As of December 31, 2019 the Company had:
- Unrestricted cash, cash equivalents and short-term investments of $619 million.
- Outstanding debt and finance lease obligations of $764 million.
- Carried 11.8 million passengers in 2019.
- Ranked #1 nationally for on-time performance year-to-date through November 2019, as reported in the U.S. Department of Transportation Air Travel Consumer Report, adding to its record of 15 consecutive years as the most punctual airline.
- Opened a new 15,000 square-foot Information Technology Center in Tempe, Arizona.
- Announced the expansion of its in-house pilot training capabilities with its planned purchase of a Boeing 787-9 flight simulator.
- Debuted newly designed lobbies at Daniel K. Inouye International Airport (HNL), Kahului Airport (OGG), Kona International Airport (KOA), Hilo International Airport (ITO), and Lihue Airport (LIH), as part of its ongoing initiative to improve the day-of travel experience for its guests.

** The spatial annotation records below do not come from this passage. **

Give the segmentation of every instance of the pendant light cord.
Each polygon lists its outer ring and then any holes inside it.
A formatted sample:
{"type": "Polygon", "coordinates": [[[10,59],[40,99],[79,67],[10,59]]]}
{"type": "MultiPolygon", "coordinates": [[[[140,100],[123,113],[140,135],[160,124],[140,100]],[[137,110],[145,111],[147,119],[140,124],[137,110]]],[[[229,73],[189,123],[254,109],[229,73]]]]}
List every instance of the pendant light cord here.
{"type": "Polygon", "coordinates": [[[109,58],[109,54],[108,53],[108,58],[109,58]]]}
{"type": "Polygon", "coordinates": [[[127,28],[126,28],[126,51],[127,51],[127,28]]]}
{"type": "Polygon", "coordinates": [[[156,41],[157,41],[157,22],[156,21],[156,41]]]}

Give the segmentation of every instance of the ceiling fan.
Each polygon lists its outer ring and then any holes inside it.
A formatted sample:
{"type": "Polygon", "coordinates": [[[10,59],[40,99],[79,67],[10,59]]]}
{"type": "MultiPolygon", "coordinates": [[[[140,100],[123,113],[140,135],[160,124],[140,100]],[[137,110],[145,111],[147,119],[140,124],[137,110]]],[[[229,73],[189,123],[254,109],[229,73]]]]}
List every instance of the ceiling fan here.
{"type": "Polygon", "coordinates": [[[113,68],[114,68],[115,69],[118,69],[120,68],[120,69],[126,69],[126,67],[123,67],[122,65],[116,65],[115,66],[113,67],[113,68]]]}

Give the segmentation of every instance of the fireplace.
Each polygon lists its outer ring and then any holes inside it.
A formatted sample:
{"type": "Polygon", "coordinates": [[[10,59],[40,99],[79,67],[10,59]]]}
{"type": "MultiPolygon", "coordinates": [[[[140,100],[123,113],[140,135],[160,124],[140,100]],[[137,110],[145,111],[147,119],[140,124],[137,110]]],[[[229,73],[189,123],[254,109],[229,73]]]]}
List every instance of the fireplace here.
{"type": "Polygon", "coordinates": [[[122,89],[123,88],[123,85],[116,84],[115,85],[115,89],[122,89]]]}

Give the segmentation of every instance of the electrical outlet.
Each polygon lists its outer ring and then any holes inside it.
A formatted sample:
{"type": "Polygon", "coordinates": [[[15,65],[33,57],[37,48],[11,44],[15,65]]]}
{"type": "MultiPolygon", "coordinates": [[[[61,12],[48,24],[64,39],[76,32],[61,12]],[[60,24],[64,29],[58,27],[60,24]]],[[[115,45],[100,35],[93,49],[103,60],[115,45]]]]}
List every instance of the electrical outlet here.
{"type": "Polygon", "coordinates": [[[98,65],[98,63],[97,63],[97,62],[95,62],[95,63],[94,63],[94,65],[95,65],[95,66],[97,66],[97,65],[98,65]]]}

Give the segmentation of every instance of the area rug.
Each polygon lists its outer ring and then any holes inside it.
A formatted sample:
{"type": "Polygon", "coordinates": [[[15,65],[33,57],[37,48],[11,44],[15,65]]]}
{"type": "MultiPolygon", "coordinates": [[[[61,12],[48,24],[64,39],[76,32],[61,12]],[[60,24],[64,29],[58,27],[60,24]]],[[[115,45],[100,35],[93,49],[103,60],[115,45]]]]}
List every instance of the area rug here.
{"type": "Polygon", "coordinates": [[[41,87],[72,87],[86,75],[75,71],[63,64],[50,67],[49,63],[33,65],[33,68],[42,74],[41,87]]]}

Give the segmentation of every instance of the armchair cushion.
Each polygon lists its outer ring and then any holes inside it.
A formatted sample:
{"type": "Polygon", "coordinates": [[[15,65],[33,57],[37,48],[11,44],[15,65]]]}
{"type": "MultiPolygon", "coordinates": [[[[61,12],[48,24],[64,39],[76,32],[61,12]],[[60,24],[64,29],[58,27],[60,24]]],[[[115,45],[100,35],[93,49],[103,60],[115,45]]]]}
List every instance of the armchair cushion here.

New routes and increased frequencies
- North America
- Began service on its second East Coast route with new five-times-weekly non-stop flights between Boston Logan International Airport (BOS) and Honolulu (HNL).
- Expanded its routes to Northern California with the launch of new daily non-stop flights between Sacramento International Airport (SMF) and Maui (OGG) and expanded service between San Francisco International Airport (SFO) and Honolulu (HNL).
- Expanded its routes to Las Vegas with the launch of new four-times-weekly non-stop flights between McCarran International Airport (LAS) and Maui (OGG).
- Announced expanded service to the Pacific Northwest with additional thrice-weekly non-stop flights between Seattle-Tacoma International Airport (SEA) and Honolulu (HNL) beginning January 2020.
- Began service on its sixth Japan route with new four-times-weekly non-stop flights between Fukuoka Airport (FUK) and Honolulu (HNL).
- Received final U.S. Department of Transportation approval to operate one additional daily non-stop flight between Tokyo Haneda Airport (HND) and Honolulu (HNL) beginning March 2020.
Product and loyalty
- Launched sales of Main Cabin Basic fares in all North American markets, enhancing Hawaiian's product portfolio with a fare option that appeals to the most price-conscious travelers.
- Launched a new Hawaiian Airlines mobile app with features designed to improve guests' day-of-travel experience.
- Expanded its codeshare agreement with Virgin Australia that offers travelers in more than a dozen Australian and New Zealand cities a broader and more convenient network of flights to Hawai'i.
Fleet and financing
- Took delivery of six Airbus A321neo aircraft, increasing the size of its Airbus A321neo fleet to seventeen aircraft.
- Retired the last of its Boeing 767 aircraft.
- Completed two Japanese Yen-denominated debt financings, collateralized by four Airbus A330 aircraft and two Airbus A321neo aircraft.
- Extended the leases on three Airbus A330 and five Boeing 717 aircraft, enabling cost savings while maintaining fleet flexibility for future growth.
- Celebrated its 90th year of service in the Hawaiian Islands with festivities in the air and on the ground to thank the customers and local communities who supported its evolution from pioneer interisland carrier to global airline.
First Quarter and Full Year 2020 Outlook
The table below summarizes the Company's expectations for the first quarter ending March 31, 2020 and the full year ending December 31, 2020 expressed as an expected percentage change compared to the results for the quarter ended March 31, 2019 or the year ended December 31, 2019, as applicable.
The Company expects its effective tax rate for the full year ending December 31, 2020 to be in the range of 26 percent to 28 percent.